Novartis case crumbles further
The cases against most of the politicians implicated in the alleged Novartis bribery scandal will be shelved next week due to a lack of evidence, according to judicial sources on Tuesday.
After prosecutors on Monday cleared four of the 10 politicians of receiving bribes – former ministers Evangelos Venizelos, Andreas Lykouretzos and Giorgos Koutroumanis and former premier Panagiotis Pikrammenos – sources say the cases will also be shelved against four of five other implicated politicians – former New Democracy premier Antonis Samaras, former finance minister and current Bank of Greece Governor Yannis Stournaras, European Migration Commissioner Dimitris Avramopoulos, and former minister and current vice president of New Democracy Adonis Georgiadis.
Former PASOK health minister Andreas Loverdos, the only one of the 10 politicians whose name remains on the case file that corruption prosecutors sent to Parliament on Monday, said his implication was a “vile plot” hatched by “a gang of criminals.”
New Democracy leader Kyriakos Mitsotakis denounced the whole affair as a “scam” orchestrated by the government, which he accused of “systematically” undermining democracy.
“The Novartis scam with which the government tried to implicate 10 politicians is, unfortunately, just one indicative example of how the government perceives institutions and the rule of law,” Mitsotakis said Tuesday during a meeting with ambassadors of European Union states.
The opposition conservative party has also pledged that those behind the scam will be held accountable.
The gradual unraveling of the case is seen to have dealt a serious blow to the narrative pushed by the government that it was the “biggest scandal since the establishment of the Greek state.”

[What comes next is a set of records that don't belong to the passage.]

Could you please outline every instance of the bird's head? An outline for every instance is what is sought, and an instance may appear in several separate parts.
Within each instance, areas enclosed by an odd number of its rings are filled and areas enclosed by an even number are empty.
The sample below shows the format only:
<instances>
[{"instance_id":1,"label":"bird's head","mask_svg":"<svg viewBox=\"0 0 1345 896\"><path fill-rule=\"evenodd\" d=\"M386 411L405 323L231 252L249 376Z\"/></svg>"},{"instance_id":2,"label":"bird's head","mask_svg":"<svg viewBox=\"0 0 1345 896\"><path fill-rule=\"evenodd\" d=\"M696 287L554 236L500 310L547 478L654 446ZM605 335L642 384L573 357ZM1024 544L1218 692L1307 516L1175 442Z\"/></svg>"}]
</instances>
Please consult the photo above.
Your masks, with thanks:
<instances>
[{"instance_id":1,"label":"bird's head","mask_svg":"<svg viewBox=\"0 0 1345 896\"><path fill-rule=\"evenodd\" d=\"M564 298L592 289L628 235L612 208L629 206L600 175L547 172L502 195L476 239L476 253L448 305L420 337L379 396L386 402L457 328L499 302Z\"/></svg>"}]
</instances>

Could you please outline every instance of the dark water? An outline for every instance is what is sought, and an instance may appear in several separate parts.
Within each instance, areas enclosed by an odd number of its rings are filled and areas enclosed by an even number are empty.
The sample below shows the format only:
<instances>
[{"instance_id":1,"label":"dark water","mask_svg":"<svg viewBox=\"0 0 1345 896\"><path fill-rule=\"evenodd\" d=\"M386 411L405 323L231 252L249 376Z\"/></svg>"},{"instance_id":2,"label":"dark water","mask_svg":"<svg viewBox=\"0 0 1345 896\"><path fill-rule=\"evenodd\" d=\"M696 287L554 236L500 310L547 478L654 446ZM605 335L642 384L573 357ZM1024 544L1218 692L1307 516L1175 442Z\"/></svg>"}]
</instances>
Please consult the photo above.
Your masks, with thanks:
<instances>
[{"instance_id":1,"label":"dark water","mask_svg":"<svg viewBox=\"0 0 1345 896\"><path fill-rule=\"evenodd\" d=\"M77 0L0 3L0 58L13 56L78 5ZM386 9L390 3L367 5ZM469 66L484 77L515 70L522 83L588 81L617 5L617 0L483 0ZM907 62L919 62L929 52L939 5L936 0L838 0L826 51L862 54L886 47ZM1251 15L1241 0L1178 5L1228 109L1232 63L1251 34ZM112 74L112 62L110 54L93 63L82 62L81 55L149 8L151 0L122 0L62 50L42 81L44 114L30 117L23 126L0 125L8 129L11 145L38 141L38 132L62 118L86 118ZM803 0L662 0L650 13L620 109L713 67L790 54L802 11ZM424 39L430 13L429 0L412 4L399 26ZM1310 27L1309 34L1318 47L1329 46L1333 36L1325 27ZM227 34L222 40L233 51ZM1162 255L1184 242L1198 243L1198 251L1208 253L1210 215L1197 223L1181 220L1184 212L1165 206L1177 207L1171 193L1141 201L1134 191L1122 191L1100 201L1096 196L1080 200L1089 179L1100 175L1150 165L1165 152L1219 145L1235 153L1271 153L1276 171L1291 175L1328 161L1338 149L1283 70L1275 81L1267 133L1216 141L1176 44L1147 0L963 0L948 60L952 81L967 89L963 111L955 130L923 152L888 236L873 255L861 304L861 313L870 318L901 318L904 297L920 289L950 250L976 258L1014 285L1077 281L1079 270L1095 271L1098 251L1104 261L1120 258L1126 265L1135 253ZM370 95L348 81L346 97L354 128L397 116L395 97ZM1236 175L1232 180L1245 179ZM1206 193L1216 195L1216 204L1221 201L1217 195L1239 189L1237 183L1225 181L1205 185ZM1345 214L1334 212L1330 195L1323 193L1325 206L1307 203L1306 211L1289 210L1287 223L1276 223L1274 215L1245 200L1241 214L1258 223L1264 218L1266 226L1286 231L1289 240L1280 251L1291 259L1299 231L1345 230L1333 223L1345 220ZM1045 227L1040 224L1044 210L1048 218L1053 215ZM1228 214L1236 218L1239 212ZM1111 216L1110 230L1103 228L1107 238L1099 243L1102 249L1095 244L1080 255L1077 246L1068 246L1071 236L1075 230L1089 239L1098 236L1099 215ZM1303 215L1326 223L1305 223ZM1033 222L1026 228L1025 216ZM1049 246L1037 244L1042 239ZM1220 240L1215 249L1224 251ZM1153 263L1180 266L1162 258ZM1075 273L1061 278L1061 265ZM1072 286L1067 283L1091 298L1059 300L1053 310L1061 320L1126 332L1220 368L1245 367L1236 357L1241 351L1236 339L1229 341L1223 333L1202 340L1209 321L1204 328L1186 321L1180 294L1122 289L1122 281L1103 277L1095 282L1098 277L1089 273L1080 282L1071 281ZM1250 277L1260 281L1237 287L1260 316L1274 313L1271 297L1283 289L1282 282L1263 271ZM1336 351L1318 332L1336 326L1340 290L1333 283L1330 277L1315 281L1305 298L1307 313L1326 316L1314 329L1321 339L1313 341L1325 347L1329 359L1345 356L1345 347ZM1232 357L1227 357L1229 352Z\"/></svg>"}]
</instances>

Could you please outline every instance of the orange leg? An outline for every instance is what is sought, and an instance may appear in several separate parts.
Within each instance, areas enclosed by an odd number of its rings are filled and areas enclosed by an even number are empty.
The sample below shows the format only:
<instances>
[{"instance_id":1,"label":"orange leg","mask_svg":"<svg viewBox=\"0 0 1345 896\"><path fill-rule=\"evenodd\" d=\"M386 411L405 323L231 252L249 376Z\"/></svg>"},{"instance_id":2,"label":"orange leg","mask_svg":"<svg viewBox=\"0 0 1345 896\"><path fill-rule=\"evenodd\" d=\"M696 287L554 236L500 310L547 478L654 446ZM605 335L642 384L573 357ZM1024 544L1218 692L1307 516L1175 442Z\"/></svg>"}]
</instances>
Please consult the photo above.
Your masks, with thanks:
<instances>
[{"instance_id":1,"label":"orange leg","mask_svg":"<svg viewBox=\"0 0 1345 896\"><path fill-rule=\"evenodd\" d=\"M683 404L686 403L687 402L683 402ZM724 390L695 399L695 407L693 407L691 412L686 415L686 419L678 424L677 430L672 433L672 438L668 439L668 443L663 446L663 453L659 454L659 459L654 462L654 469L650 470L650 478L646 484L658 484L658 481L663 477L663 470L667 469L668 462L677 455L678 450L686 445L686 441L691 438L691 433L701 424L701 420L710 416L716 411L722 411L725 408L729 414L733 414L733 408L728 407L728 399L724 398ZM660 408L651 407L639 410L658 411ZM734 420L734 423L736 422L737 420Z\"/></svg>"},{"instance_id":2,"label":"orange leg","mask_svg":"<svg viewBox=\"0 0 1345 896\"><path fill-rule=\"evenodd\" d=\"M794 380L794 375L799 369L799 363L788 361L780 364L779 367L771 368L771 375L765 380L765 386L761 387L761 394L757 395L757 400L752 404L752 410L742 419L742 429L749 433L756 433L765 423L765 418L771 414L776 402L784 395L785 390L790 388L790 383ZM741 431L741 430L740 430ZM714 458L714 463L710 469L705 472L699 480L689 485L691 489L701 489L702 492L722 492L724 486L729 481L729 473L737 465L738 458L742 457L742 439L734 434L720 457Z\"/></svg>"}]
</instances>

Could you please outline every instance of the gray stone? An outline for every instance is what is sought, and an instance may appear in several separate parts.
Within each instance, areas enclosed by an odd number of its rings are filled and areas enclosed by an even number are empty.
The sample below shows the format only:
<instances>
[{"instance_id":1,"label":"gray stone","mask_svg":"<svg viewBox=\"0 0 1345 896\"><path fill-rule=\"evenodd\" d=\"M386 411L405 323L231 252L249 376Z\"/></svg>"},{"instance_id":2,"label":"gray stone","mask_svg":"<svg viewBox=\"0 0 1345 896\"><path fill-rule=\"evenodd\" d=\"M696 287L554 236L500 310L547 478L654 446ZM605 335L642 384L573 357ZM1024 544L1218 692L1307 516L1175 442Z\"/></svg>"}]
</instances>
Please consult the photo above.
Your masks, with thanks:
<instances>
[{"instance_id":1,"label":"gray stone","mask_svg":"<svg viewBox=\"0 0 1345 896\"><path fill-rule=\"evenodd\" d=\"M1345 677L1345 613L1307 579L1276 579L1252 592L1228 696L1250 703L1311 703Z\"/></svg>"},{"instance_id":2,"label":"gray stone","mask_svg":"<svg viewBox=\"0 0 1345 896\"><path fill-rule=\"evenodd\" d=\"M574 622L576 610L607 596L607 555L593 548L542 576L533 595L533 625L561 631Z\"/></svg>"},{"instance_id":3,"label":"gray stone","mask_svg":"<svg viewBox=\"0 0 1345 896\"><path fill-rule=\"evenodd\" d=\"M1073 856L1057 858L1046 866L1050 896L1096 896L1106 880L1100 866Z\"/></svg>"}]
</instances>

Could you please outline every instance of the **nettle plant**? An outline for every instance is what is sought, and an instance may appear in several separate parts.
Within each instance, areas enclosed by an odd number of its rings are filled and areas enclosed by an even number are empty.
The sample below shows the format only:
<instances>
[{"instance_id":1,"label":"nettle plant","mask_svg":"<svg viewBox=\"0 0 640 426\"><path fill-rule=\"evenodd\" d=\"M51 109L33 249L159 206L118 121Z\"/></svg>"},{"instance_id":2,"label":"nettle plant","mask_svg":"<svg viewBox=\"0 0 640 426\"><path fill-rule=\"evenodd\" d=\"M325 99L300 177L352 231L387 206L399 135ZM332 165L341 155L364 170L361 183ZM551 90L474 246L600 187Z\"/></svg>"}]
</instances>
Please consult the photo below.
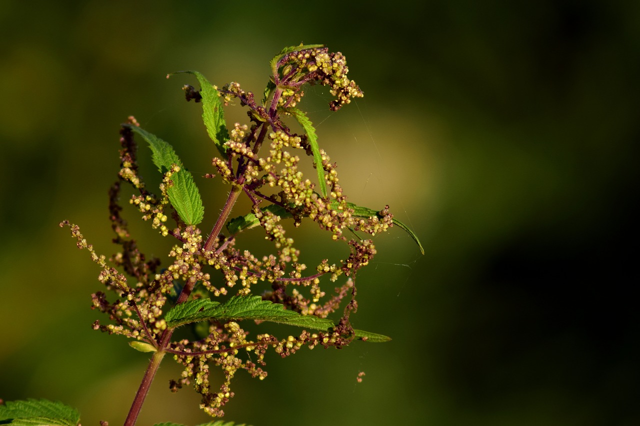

New Democracy spokeswoman Sofia Zacharaki said the government “fabricated” the scandal to divert the public’s attention from the controversial name deal signed last year with North Macedonia. Her remarks came in the wake of comments made earlier in the day by government spokesman Dimitris Tzanakopoulos, who accused both New Democracy and PASOK of attempting to intimidate judicial authorities into dropping the case.
“The very same people who verbally defend the independence of the judicial authorities… have not hesitated… to speak of fabrications and fixed trials,” he said.